# Credit Card Fraud Detection
## Using Unsupervised Anomaly Detection

**Author:** Farès HAMDI  
**Date:** 2025  

---

### About this project

This notebook explores how **unsupervised learning** can help detect fraudulent credit card transactions. The idea is simple: frauds are rare and unusual, so they should stand out as **anomalies** in the data.

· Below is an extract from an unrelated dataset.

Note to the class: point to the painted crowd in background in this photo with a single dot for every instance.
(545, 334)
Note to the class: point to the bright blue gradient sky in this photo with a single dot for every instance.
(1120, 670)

We use two classic anomaly detection algorithms:
- **Isolation Forest**: isolates anomalies by randomly partitioning the data
- **Local Outlier Factor (LOF)**: compares local density of points

The `Class` column (0 = legit, 1 = fraud) is only used to **evaluate** how well the algorithms perform. In a real scenario, we often don't have reliable labels.

## 1. Setup and Imports

In [None]:
# Standard imports
import numpy as np
import pandas as pd
import matplotlib.pyplot as plt
import seaborn as sns
import warnings
import sys
from pathlib import Path

# Add src to path
sys.path.insert(0, str(Path.cwd().parent / 'src'))

# Import our modules
from data_loading import load_data, print_dataset_summary, get_amount_statistics, get_top_correlations
from preprocessing import preprocess_pipeline
from models import train_all_models
from evaluation import evaluate_model, print_evaluation_report, compare_models, save_predictions
from visualization import (
    setup_plot_style,
    plot_eda_overview,
    plot_pca_projection,
    plot_score_distributions,
    plot_precision_recall_curves,
    plot_detection_comparison,
    plot_results_summary
)

# Settings
warnings.filterwarnings('ignore')
setup_plot_style()

# Output directory for figures
FIGURES_DIR = Path.cwd().parent / 'outputs' / 'figures'
FIGURES_DIR.mkdir(parents=True, exist_ok=True)

print("Setup complete!")

## 2. Load the Data

The dataset contains ~284,000 transactions made by European cardholders in September 2013.  
Only 492 of them are frauds — that's about **0.17%**. A needle in a haystack.

In [None]:
# Load the dataset
DATA_PATH = Path.cwd().parent / 'data' / 'creditcard.csv'

df = load_data(DATA_PATH)

In [None]:
# Dataset summary
print_dataset_summary(df)

In [None]:
# First look at the data
df.head()

## 3. Exploratory Data Analysis

Let's explore the data to understand its characteristics.

In [None]:
# Transaction amount statistics
stats = get_amount_statistics(df)

print("Transaction Amounts:")
print(f"  Overall - Mean: €{stats['overall']['mean']:.2f}, Median: €{stats['overall']['median']:.2f}")
print(f"  Legitimate - Mean: €{stats['legitimate']['mean']:.2f}")
print(f"  Fraudulent - Mean: €{stats['fraudulent']['mean']:.2f}")

In [None]:
# Top features correlated with fraud
correlations = get_top_correlations(df, n=5)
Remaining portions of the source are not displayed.